In MOT-DRO [3], \(\mathcal{P}(M_c;\epsilon) = \{(Q, \delta): M_c((Q, \delta), \tilde P) \leq \epsilon\}\) uses the OT-discrepancy with moment constraints, defined as:

\[ M_c(P,Q)= \inf_\pi \mathbb{E}_\pi[c((Z,W),(\hat Z, \hat W))], \]

where \(\pi_{(Z,W)}=P, \pi_{(\hat Z, \hat W)}=Q\), and \(\mathbb{E}_\pi[W]=1\). Taking the cost function as

\[ c((z,w), (\hat z, \hat w))=\theta_1\cdot w \cdot \|\hat z - z\|^p +\theta_2\cdot (\phi(w)-\phi(\hat w))_+, \]

where \(\tilde{P} =\hat{P} \otimes \delta_1\).

We support linear losses (SVM for classification and LAD for regression), where we follow Theorem 5.2 and Corollary 5.1 in [3].

Hyperparameters

  • \(\theta_1\) (or \(\theta_2\)): relative penalty of Wasserstein (outcome) perturbation or likelihood perturbation, satisfying \(\frac{1}{\theta_1} + \frac{1}{\theta_2} = 1\).

  • \(\epsilon\): robustness radius for OT ambigiuty set, denoted as epsilon.

  • \(p\): cost penalty of outcome perturbation, where we only implement the case of \(p \in \{1, 2\}\).

Outlier-Robust Wasserstein DRO

In Outlier-Robust Wassersteuin DRO (OR-WDRO) [4], \(\mathcal{P}(W_p^{\eta};\epsilon) = \{Q: W_p^{\eta}(Q, \hat P)\leq \epsilon\}\), where:

\[ W_p^{\eta}(P, Q) = \inf_{Q' \in \mathcal{P}(R^d), \|Q - Q'\|_{TV}\leq \eta} W_p(P, Q'), \]

where \(p\) is the \(p\)-Wasserstein distance and \(\eta \in [0, 0.5)\) denotes the corruption ratio.

Hyperparameters

  • \(p\): Norm parameter for controlling the perturbation moment of X. We only allow the dual norm \(\frac{p}{p - 1}\) in \(\{1, 2\}\).

  • \(\eta\): Contamination level \([0, 0.5)\).

We only consider SVM (for classification) and LAD (for regression) based on the convex reformulation of Theorem 2 in [4]. Note that the model also requires the input of \(\sigma\), which we take \(\sigma = \sqrt{d_x}\) as default.

Reference

  • [1] Wang, Jie, Rui Gao, and Yao Xie. “Sinkhorn distributionally robust optimization.” arXiv preprint arXiv:2109.11926 (2021).

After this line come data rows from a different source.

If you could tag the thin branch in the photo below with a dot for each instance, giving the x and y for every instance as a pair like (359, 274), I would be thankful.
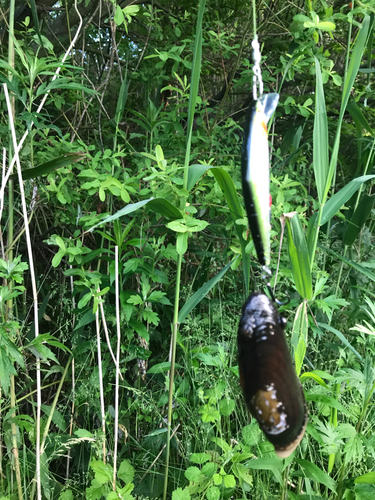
(117, 365)
(33, 286)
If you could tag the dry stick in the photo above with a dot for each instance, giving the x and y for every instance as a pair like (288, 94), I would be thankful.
(33, 286)
(73, 379)
(50, 416)
(100, 379)
(158, 455)
(2, 200)
(107, 335)
(117, 365)
(19, 147)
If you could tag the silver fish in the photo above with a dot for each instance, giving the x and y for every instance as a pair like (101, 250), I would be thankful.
(255, 173)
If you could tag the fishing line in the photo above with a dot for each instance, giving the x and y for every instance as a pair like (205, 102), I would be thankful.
(257, 75)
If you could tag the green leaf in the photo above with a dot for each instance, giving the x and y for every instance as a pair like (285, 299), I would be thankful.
(181, 494)
(299, 336)
(358, 219)
(66, 495)
(57, 417)
(49, 166)
(58, 257)
(118, 17)
(126, 471)
(358, 267)
(313, 472)
(358, 116)
(268, 463)
(195, 172)
(165, 208)
(165, 366)
(199, 294)
(103, 472)
(199, 458)
(96, 490)
(299, 258)
(326, 400)
(341, 337)
(229, 481)
(195, 74)
(226, 407)
(213, 493)
(140, 328)
(182, 243)
(355, 61)
(368, 478)
(194, 474)
(315, 377)
(320, 135)
(6, 370)
(326, 26)
(339, 199)
(84, 300)
(132, 207)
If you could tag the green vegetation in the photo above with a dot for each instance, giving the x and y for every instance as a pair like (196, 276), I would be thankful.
(125, 256)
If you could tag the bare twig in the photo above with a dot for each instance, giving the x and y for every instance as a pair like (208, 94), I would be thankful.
(100, 379)
(57, 72)
(117, 365)
(33, 285)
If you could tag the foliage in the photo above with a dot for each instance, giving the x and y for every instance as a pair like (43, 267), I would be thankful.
(136, 144)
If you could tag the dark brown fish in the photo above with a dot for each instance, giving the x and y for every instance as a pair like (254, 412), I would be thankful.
(272, 391)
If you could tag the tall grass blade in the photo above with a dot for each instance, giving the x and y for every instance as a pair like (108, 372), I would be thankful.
(341, 337)
(202, 292)
(350, 76)
(299, 257)
(358, 219)
(320, 135)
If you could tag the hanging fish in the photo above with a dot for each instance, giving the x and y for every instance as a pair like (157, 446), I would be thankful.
(272, 391)
(255, 173)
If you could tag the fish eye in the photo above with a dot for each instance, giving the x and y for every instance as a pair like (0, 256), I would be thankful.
(282, 322)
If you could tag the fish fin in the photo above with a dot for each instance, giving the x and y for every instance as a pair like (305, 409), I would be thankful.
(269, 102)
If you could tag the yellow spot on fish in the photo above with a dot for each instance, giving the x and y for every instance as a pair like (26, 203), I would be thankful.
(264, 125)
(269, 410)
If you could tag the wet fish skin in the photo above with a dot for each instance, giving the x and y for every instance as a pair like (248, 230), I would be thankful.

  • [2] Bennouna, Amine, and Bart Van Parys. “Holistic robust data-driven decisions.” arXiv preprint arXiv:2207.09560 (2022).

  • [3] Jose Blanchet, Daniel Kuhn, Jiajin Li, Bahar Taskesen. “Unifying Distributionally Robust Optimization via Optimal Transport Theory.” arXiv preprint arXiv:2308.05414 (2023).

  • [4] Nietert, Sloan, Ziv Goldfeld, Soroosh Shafiee, “Outlier-Robust Wasserstein DRO.” NeurIPS 2023.